Dermot Desmond and Mark Wall's Mountain Province Diamonds Inc. (MPVD) said earlier this week that its third quarter revenue of $110.1-million was its highest in history and a 12-per-cent increase over what it earned in the previous quarter. The $97.8-million the company earned in that second quarter had been its second-best revenue quarter -- and is now its third best -- since mining began at Gahcho Kue in the fall of 2016.
On the other hand, Mountain Province had cheered its second quarter earnings before interest taxes, depreciation and amortization (EBITDA) -- $55.1-million -- as "record quarterly adjusted" performance, but its latest quarter's EBITDA of $54.1-million has been downgraded to "robust." Also downgraded is Mountain Province's bottom line: The company had earned $22.6-million in the second quarter but recorded a $7.2-million loss in the latest three-month period.
Not to worry: The company says the latest quarter included an unrealized foreign exchange loss of $26.3-million that resulted from the translation of the company's debt, denominated in U.S. dollars, into Canadian currency. When the Canadian dollar slides, the debt grows. That was also the case in the second quarter, although the unrealized loss was just $11.7-million.
Never mind that although revenue was up, operating costs were up more, nibbling away at the fringes of everything but the company's enthusiasm. "The third quarter was incredibly positive for the company on many levels," gushed Mr. Wall, president and chief executive officer, although the only levels to which he pointed were the company's recent refinancing and the performance of the miners at Gahcho Kue.
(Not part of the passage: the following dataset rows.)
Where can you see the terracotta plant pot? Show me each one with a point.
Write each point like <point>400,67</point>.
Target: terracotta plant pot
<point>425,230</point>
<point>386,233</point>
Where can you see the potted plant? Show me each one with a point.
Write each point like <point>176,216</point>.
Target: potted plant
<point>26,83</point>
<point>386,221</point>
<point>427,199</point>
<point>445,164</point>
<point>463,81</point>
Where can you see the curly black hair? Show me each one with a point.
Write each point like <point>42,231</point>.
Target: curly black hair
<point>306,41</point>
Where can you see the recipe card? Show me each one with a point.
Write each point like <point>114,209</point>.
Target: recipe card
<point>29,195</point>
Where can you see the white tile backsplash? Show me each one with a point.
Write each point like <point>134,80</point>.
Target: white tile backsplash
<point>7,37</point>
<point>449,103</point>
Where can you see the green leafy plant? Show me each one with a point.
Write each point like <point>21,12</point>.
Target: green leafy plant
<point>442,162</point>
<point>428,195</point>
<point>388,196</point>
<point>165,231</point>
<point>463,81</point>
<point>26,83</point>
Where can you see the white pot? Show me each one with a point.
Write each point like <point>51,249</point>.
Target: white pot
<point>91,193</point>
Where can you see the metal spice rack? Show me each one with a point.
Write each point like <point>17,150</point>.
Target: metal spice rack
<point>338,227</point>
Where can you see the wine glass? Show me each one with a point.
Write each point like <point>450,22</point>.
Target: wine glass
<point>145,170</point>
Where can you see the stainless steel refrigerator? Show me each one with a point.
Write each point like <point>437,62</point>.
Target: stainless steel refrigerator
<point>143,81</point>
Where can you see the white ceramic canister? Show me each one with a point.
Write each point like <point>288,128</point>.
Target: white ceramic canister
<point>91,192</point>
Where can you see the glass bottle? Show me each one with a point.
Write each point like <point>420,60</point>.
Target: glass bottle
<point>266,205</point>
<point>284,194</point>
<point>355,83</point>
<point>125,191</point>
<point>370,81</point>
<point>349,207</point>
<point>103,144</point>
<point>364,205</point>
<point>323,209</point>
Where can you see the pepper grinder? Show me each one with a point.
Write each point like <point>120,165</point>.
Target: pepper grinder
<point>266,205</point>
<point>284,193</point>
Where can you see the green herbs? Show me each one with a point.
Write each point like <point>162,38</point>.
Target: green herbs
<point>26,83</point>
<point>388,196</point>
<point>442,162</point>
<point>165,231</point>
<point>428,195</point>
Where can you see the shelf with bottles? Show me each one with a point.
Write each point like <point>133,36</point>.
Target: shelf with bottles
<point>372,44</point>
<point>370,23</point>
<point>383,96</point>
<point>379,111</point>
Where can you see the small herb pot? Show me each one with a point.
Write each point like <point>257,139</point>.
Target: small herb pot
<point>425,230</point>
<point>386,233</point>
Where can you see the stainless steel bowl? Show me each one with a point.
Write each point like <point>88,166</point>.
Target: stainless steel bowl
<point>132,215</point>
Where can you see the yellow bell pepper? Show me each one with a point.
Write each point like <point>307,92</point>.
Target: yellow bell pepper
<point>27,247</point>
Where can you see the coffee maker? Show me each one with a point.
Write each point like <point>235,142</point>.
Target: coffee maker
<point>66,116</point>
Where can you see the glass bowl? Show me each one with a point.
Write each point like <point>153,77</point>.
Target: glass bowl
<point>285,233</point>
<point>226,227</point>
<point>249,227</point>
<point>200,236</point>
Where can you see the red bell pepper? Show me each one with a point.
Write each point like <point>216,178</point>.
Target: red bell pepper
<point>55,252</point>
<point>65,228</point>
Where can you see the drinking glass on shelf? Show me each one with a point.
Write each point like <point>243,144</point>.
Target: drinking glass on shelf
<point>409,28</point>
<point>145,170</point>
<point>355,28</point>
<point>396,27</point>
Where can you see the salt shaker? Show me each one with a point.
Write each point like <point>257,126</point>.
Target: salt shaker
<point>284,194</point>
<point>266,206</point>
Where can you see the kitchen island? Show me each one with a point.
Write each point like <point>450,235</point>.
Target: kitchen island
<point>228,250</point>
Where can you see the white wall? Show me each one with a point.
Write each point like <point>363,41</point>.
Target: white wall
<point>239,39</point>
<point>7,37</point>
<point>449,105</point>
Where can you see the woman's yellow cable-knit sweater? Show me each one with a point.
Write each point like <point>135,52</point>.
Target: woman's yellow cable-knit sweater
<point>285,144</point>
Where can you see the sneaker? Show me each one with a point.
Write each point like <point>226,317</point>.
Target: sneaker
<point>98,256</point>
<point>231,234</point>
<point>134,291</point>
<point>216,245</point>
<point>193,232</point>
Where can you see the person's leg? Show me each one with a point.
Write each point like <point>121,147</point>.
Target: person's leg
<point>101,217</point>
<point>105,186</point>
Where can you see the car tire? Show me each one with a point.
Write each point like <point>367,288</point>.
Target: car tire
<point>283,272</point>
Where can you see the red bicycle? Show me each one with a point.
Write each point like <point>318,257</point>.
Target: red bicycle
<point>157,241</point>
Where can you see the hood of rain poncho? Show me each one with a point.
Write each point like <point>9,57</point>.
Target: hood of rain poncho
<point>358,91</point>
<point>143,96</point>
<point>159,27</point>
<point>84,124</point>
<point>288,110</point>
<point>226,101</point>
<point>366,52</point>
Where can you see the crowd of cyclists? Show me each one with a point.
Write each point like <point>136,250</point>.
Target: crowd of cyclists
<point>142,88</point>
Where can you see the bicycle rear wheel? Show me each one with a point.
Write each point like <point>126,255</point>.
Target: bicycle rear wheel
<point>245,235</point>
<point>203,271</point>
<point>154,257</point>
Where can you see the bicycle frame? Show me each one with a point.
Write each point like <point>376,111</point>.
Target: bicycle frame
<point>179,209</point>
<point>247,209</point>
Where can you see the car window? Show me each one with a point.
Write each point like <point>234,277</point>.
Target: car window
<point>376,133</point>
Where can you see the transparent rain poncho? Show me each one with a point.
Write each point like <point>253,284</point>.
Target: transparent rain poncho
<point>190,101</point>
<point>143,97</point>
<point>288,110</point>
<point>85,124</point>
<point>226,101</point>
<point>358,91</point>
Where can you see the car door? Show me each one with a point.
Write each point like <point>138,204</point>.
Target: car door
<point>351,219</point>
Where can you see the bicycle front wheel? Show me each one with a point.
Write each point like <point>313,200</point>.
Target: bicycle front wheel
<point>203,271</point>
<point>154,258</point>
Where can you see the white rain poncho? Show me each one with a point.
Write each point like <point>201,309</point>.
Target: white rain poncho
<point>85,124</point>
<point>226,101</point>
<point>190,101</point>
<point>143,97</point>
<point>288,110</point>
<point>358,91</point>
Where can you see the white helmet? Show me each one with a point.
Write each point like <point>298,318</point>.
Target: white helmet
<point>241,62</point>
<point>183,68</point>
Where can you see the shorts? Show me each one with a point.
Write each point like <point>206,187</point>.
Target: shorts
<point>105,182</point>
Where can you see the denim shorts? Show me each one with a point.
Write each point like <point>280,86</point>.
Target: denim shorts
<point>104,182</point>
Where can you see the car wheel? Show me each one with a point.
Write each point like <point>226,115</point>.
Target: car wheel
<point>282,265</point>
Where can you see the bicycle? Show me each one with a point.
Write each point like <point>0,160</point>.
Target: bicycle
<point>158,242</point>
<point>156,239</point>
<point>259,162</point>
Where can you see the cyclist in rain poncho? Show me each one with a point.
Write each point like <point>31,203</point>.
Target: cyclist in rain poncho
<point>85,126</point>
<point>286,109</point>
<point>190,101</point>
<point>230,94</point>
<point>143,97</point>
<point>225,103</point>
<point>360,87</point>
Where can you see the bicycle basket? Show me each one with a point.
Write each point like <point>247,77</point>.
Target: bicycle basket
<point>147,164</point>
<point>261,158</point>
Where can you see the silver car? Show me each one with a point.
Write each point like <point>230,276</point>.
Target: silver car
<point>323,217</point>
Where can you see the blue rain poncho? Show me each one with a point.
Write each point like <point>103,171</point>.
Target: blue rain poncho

Mountain Province's stock staged a healthy recovery from the 45 cents at which it traded in mid-July, amid growing refinancing worries, getting to 79 cents late last month on word of the refinancing and an early peek at the third quarter operational performance of the mine. Unfortunately, investors are shrugging off any enthusiasm for the record revenue. Mountain Province lost three cents on the news yesterday but added two back today, closing at 68 cents on 362,000 shares.